Jean-Jacques Lagrange
Jean-Jacques Lagrange est né à Genève en 1929. Il suit des études de sociologie avant d'entrer à Radio-Genève, où il est responsable de la continuité. En 1954, il fait partie de l'équipe expérimentale de la Télévision Genevoise, qui deviendra la TSR, puis de la rédaction de Continents sans visa, lancé en 1959, avec Alexandre Burger comme rédacteur en chef, Claude Goretta, Jean-Claude Diserens, François Bardet, Gilbert Bovay comme réalisateurs et trois journalistes, Jean Dumur, François Enderlin et Jean-Pierre Goretta (frère de Claude). En 1963, Jean-Jacques Lagrange réalise le premier long métrage filmé de la TSR, Le doute, avant de créer, en 1968, le Groupe 5 avec Claude Goretta, Alain Tanner, Michel Soutter et Jean-Louis Roy.
Figure incontournable de la Télévision Suisse Romande, Jean-Jacques Lagrange a produit et réalisé des dizaines de fictions, de dramatiques et de reportages, autant de témoignages sur la Suisse et le monde.
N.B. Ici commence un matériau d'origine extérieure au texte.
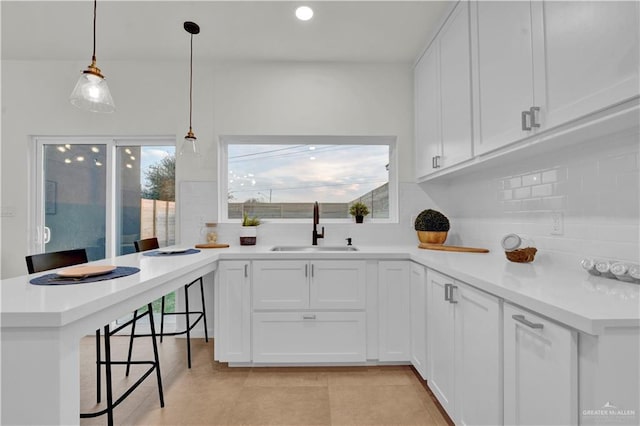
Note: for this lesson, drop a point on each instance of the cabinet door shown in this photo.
(290, 337)
(503, 53)
(337, 284)
(441, 348)
(591, 56)
(540, 370)
(393, 308)
(455, 87)
(233, 343)
(419, 319)
(280, 284)
(478, 357)
(427, 114)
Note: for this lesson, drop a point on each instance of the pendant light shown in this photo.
(91, 91)
(189, 146)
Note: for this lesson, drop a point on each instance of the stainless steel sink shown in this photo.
(314, 248)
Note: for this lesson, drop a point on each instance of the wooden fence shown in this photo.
(158, 219)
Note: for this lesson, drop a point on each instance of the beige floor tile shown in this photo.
(377, 405)
(212, 393)
(297, 405)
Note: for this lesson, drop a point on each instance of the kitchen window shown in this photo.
(278, 178)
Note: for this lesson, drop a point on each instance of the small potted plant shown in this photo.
(249, 230)
(432, 227)
(359, 210)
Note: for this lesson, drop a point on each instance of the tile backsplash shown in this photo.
(593, 186)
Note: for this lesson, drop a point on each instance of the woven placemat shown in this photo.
(55, 279)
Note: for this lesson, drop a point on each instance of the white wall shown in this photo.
(594, 184)
(152, 99)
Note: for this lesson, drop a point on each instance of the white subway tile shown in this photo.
(532, 179)
(521, 193)
(542, 190)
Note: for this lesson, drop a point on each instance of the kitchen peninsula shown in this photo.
(42, 325)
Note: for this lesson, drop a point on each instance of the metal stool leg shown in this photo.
(107, 358)
(204, 312)
(131, 337)
(155, 355)
(162, 320)
(98, 368)
(186, 304)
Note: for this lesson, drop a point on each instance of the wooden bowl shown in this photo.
(432, 237)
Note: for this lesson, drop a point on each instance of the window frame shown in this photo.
(223, 169)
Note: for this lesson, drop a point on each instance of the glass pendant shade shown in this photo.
(92, 93)
(189, 146)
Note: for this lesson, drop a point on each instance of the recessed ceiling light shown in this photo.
(304, 13)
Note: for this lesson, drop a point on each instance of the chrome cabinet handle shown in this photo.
(525, 124)
(521, 319)
(532, 113)
(451, 293)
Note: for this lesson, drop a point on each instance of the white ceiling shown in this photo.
(360, 31)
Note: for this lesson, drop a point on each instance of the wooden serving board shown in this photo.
(212, 245)
(452, 248)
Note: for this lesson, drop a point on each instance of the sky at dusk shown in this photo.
(305, 173)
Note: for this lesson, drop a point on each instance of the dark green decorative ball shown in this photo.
(432, 220)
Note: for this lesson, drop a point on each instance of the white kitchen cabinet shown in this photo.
(441, 347)
(302, 284)
(591, 56)
(281, 284)
(309, 311)
(305, 337)
(419, 319)
(464, 350)
(337, 284)
(478, 357)
(455, 88)
(506, 87)
(443, 97)
(233, 306)
(540, 370)
(427, 113)
(394, 287)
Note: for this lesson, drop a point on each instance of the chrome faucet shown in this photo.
(316, 221)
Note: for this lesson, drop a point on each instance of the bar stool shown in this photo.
(59, 259)
(152, 244)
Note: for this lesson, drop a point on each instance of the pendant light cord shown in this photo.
(95, 6)
(190, 82)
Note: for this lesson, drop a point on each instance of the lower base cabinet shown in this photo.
(540, 370)
(464, 350)
(306, 337)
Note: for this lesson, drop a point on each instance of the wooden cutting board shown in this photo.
(212, 245)
(452, 248)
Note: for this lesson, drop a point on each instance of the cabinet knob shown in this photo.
(523, 320)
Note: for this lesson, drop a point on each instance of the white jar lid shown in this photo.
(511, 242)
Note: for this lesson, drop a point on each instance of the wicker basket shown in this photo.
(522, 255)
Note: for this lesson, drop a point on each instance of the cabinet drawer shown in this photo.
(297, 337)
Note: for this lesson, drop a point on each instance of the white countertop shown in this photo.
(559, 290)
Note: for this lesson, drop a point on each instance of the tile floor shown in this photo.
(211, 393)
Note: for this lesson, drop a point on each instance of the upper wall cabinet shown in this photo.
(535, 68)
(443, 97)
(505, 94)
(590, 55)
(538, 65)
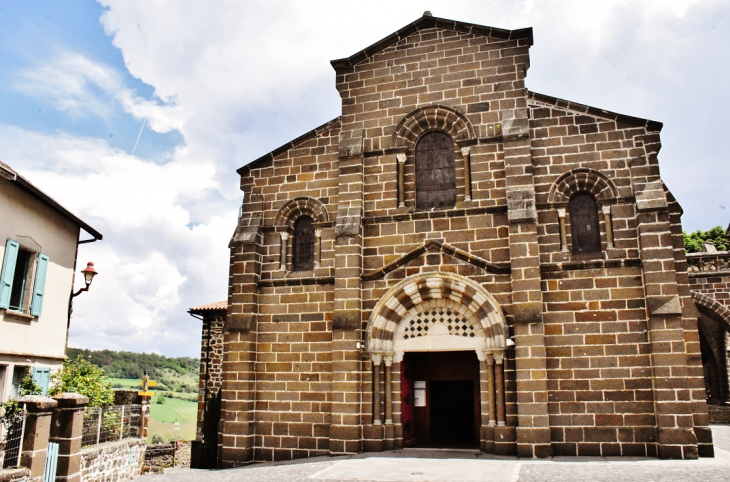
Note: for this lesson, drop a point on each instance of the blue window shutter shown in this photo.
(41, 377)
(6, 278)
(40, 283)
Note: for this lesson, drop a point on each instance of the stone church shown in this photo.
(457, 261)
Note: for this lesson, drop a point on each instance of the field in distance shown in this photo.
(180, 407)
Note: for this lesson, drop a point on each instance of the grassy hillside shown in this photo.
(172, 374)
(177, 386)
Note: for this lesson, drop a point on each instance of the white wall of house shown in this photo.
(25, 340)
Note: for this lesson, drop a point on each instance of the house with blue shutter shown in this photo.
(39, 242)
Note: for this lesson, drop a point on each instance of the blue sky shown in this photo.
(217, 84)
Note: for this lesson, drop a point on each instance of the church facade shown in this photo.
(457, 261)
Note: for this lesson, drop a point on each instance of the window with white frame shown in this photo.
(23, 279)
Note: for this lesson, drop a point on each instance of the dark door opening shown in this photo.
(452, 413)
(441, 407)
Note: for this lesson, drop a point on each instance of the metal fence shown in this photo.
(11, 440)
(111, 423)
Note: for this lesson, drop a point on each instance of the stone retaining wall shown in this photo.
(114, 461)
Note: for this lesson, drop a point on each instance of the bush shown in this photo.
(693, 241)
(82, 377)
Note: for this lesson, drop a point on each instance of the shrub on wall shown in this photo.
(81, 376)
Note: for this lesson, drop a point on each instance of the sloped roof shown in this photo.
(214, 306)
(11, 175)
(429, 21)
(283, 148)
(650, 125)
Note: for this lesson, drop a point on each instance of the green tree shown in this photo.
(81, 376)
(693, 241)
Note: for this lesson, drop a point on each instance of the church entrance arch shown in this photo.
(449, 335)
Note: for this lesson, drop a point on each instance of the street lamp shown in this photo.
(89, 273)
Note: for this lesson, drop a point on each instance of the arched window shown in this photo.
(435, 176)
(584, 229)
(303, 244)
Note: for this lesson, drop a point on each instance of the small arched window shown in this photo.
(583, 211)
(435, 176)
(303, 244)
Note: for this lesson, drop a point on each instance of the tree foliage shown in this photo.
(693, 241)
(176, 374)
(80, 376)
(126, 364)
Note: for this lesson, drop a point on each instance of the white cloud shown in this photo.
(152, 264)
(73, 83)
(238, 79)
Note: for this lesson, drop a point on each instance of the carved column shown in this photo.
(388, 428)
(465, 151)
(284, 241)
(401, 158)
(499, 375)
(492, 399)
(317, 248)
(563, 233)
(377, 360)
(609, 225)
(388, 390)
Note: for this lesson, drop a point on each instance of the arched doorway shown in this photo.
(448, 335)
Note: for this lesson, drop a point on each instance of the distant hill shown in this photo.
(176, 374)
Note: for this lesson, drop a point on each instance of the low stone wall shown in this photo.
(15, 475)
(163, 456)
(113, 461)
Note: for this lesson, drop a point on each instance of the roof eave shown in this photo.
(293, 143)
(650, 125)
(49, 201)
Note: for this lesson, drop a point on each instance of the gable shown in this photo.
(537, 101)
(425, 22)
(270, 156)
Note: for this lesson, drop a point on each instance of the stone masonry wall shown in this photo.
(596, 369)
(113, 462)
(211, 366)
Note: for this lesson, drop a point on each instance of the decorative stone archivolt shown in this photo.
(432, 117)
(436, 312)
(301, 206)
(287, 217)
(712, 308)
(582, 179)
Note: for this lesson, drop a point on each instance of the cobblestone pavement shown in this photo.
(444, 466)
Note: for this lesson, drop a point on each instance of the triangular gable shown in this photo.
(437, 245)
(428, 21)
(317, 131)
(536, 99)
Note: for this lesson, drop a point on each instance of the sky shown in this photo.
(135, 114)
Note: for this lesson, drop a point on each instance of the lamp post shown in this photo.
(89, 273)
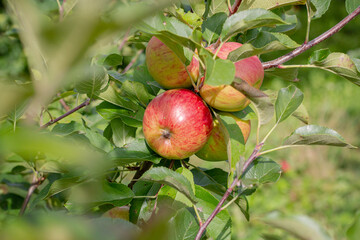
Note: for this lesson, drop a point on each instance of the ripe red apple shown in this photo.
(167, 68)
(177, 124)
(215, 148)
(225, 97)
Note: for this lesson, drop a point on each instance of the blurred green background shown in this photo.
(322, 182)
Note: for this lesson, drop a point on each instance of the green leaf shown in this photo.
(111, 96)
(136, 151)
(220, 227)
(122, 134)
(110, 111)
(288, 100)
(113, 60)
(287, 74)
(216, 6)
(212, 26)
(235, 140)
(142, 209)
(66, 128)
(94, 81)
(351, 5)
(63, 184)
(214, 180)
(337, 63)
(173, 179)
(93, 193)
(319, 55)
(261, 170)
(265, 42)
(218, 71)
(316, 135)
(249, 19)
(269, 4)
(321, 7)
(301, 227)
(97, 140)
(354, 230)
(264, 108)
(184, 225)
(245, 114)
(198, 6)
(142, 75)
(136, 91)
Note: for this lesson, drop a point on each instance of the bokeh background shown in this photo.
(320, 182)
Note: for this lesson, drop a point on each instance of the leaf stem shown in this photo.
(315, 41)
(230, 202)
(277, 148)
(35, 183)
(268, 134)
(236, 181)
(197, 215)
(87, 102)
(308, 22)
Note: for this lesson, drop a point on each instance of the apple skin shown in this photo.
(167, 69)
(177, 124)
(215, 148)
(225, 97)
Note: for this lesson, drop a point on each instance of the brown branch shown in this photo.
(63, 103)
(236, 181)
(31, 190)
(235, 6)
(317, 40)
(87, 102)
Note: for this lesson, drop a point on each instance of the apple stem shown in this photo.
(87, 102)
(315, 41)
(236, 181)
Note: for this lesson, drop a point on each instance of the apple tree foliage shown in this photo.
(73, 90)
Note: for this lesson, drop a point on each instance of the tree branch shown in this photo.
(87, 102)
(31, 190)
(319, 39)
(235, 6)
(236, 181)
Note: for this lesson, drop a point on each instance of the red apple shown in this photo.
(225, 97)
(215, 148)
(166, 67)
(177, 124)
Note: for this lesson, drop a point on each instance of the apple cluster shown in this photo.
(178, 123)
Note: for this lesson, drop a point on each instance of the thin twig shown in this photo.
(87, 102)
(317, 40)
(35, 183)
(63, 103)
(127, 68)
(235, 6)
(236, 181)
(145, 166)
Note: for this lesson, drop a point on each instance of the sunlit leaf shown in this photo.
(288, 100)
(269, 4)
(184, 225)
(264, 43)
(260, 171)
(249, 19)
(136, 151)
(316, 135)
(176, 180)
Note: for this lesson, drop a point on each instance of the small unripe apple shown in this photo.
(166, 67)
(225, 97)
(177, 124)
(215, 148)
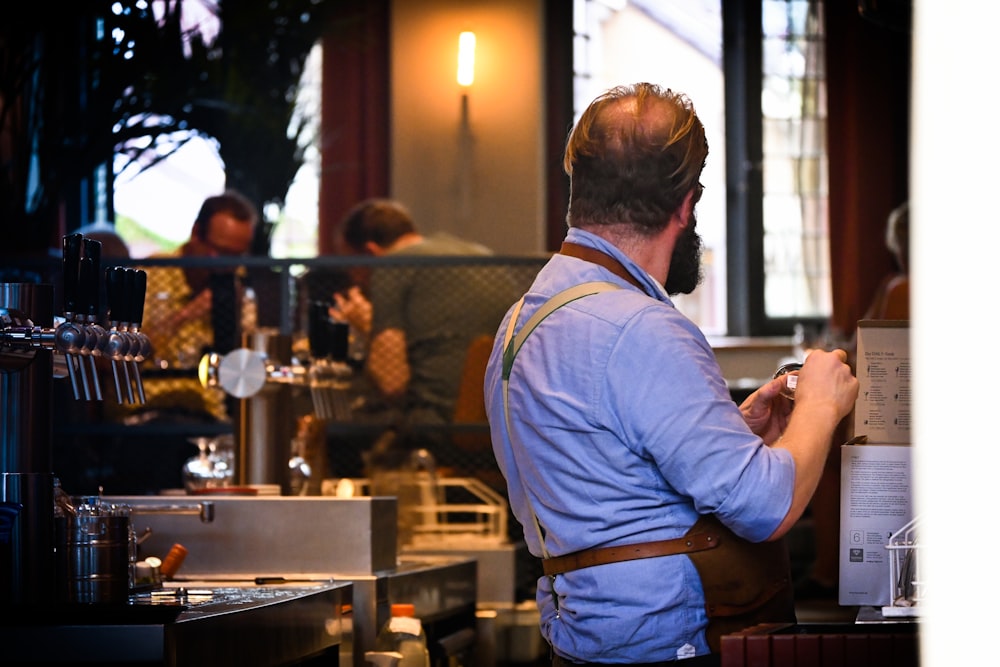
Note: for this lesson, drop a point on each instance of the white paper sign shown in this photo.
(875, 502)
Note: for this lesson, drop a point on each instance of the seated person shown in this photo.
(420, 318)
(178, 309)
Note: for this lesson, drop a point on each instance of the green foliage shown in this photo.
(109, 77)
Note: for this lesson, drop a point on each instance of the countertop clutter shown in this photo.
(266, 581)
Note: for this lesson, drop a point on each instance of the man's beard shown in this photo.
(685, 264)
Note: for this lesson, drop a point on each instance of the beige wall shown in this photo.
(481, 180)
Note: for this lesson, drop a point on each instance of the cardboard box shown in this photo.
(882, 411)
(876, 494)
(876, 500)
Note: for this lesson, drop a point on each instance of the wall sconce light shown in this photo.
(466, 58)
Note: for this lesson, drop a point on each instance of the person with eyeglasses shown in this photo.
(179, 302)
(656, 505)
Dans le laboratoire créatif des débuts de la télévision, Lagrange a été un pionnier. Ses incursions dans l'univers de la fiction sont autant de regards critiques sur une société parfois sclérosée.
JEAN-JACQUES LAGRANGE EN QUELQUES DATES
1929 Naissance le 26 juin à Genève
1952 Licence en sociologie à l'Université de Genève
1953 Entrée à Radio Genève. Participe à la création de la Télévision genevoise
1954 Réalisateur à la Télévision suisse romande jusqu'en 1994 avec 660 émissions dont 50 dramatiques vidéo et 9 téléfilms, des reportages et des documentaires
1968 La dernière campagne de Robert Kennedy Documentaire TV International Emmy Award
1980 Ballade au pays de l'imagination Documentaire TV de création
1981 Merette, avec Anne Bos, Jean Bouise, Isabelle Sadoyan, Patrick Lapp et François Simon Téléfilm
1991 La Vierge noire, avec Micheline Dieye et Pierre Banderet Téléfilm
1992 La Confession du pasteur Burg, d'après Jacques Chessex, avec Frédéric van den Driesche, Vanessa Larré et Jean-Marc Bory Téléfilm
LA DERNIÈRE CAMPAGNE DE KENNEDY
Entre mai et juin 1968, Jean-Jacques Lagrange, Jean Dumur, André Gazut et Charles Champod, respectivement réalisateur, journaliste, cameraman et ingénieur du son, suivent, pour l'émission Continents sans visa, la campagne de Robert Kennedy. Ce documentaire a reçu un Emmy Award en 1969 et le Prix Spécial du Jury au CIRA à Cannes en 1969.